To design a pricing strategy, data brokers must inevitably access the data from data owners ex ante, which is unfair to data owners, as data brokers may obtain information from accessing the data without compensating the data owners. It is important to verify whether the data brokers have truthfully collected and processed data. One direct solution is to encrypt sensitive information when setting up a data marketplace, such as truthfulness and privacy preservation in data markets (TPDM) [49]. Another solution is to make the brokers price the data without obtaining the data through privacy computing technology. However, this solution introduces a fair transaction problem: The data owner can provide high-quality data during pricing but provide low-quality data during data transaction. To address this problem, Zhou et al. [50] proposed a new notion named zero-knowledge contingent model payment (ZKCMP), which allows the fair exchange of a trained machine learning model and a cryptocurrency payment.

《4. Privacy computing》

4. Privacy computing

Privacy computing is a combination of a series of cryptographic computing techniques, as shown in Fig. 4. It involves advanced mathematics, computer science, cryptography, network communication technology, and other disciplines (i.e., secure multi-party computation, DP, homomorphic encryption, zero-knowledge proof, TEE). It is the bridge between data factors and data value, and the basis of maturity for the digital economy and the data-factor market. By leveraging privacy computing technologies, data becomes available yet invisible.

《Fig. 4》

Fig. 4. Privacy computing. SGX: software guard extensions; ARM: Advanced Reduced lnstruction Set Computer Machine; AMD: Advanced Micro Devices; SEM: secure encrypted memory; SEV: secure encrypted virtualization.
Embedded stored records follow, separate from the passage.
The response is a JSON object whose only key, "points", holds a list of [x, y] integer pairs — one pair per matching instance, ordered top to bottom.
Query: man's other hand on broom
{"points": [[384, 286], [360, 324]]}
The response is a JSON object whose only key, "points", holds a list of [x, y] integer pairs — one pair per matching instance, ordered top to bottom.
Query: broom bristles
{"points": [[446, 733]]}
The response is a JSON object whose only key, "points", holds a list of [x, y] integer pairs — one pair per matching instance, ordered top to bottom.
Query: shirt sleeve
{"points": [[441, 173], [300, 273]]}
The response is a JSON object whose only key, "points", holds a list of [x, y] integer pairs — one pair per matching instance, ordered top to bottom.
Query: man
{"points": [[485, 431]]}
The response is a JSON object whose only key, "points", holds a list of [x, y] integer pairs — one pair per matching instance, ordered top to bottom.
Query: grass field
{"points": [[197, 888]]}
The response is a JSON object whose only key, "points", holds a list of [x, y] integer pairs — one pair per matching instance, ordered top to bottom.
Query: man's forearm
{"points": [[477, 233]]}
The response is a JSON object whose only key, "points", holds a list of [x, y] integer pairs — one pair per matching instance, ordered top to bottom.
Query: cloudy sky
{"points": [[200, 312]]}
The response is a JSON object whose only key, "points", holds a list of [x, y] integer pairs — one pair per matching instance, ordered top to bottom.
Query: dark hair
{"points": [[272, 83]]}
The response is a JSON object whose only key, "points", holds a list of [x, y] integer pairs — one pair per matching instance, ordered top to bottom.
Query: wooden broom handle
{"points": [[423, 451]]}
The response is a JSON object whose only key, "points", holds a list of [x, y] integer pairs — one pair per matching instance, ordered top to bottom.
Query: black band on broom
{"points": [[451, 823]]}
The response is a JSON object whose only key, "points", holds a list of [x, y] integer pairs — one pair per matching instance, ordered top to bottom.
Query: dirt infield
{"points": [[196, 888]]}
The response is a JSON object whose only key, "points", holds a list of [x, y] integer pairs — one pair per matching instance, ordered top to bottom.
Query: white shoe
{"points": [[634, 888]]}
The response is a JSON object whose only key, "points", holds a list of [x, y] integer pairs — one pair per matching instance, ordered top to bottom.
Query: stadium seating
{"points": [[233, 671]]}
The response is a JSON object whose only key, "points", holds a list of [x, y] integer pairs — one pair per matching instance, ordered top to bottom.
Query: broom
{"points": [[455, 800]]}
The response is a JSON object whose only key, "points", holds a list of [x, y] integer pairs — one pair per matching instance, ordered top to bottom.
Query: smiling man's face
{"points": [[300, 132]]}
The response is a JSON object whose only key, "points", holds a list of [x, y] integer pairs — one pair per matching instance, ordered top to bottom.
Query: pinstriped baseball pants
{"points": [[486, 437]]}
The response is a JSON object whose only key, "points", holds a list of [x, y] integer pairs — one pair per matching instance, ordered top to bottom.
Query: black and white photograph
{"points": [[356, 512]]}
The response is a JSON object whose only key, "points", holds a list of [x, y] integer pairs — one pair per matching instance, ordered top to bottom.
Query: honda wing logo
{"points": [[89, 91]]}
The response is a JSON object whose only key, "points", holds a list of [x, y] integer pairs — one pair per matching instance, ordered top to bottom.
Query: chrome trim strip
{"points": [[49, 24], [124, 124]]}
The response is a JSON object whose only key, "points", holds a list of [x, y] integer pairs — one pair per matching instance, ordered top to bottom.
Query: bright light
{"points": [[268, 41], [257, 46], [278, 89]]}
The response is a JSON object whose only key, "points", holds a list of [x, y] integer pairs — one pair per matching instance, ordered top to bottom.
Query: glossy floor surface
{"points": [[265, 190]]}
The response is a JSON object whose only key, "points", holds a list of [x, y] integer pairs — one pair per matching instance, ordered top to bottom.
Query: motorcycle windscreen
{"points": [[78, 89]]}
Data privacy breaches are happening all over the world. For example, in 2018, Cambridge Analytica [51] allegedly stole information from Facebook users to manipulate the US election and the UK referendum on the EU. The various privacy breaches show that research on data privacy protection is extremely necessary to fully exploit the value of data. That said, laws and regulations related to data privacy have become increasingly mature and complete in recent years, both domestically and globally. For example, both the EU’s GDPR and China’s Data Security Management Measures set out responsibilities and norms regarding the protection of personal information privacy. Overall, privacy computing is the key to achieving data privacy and security.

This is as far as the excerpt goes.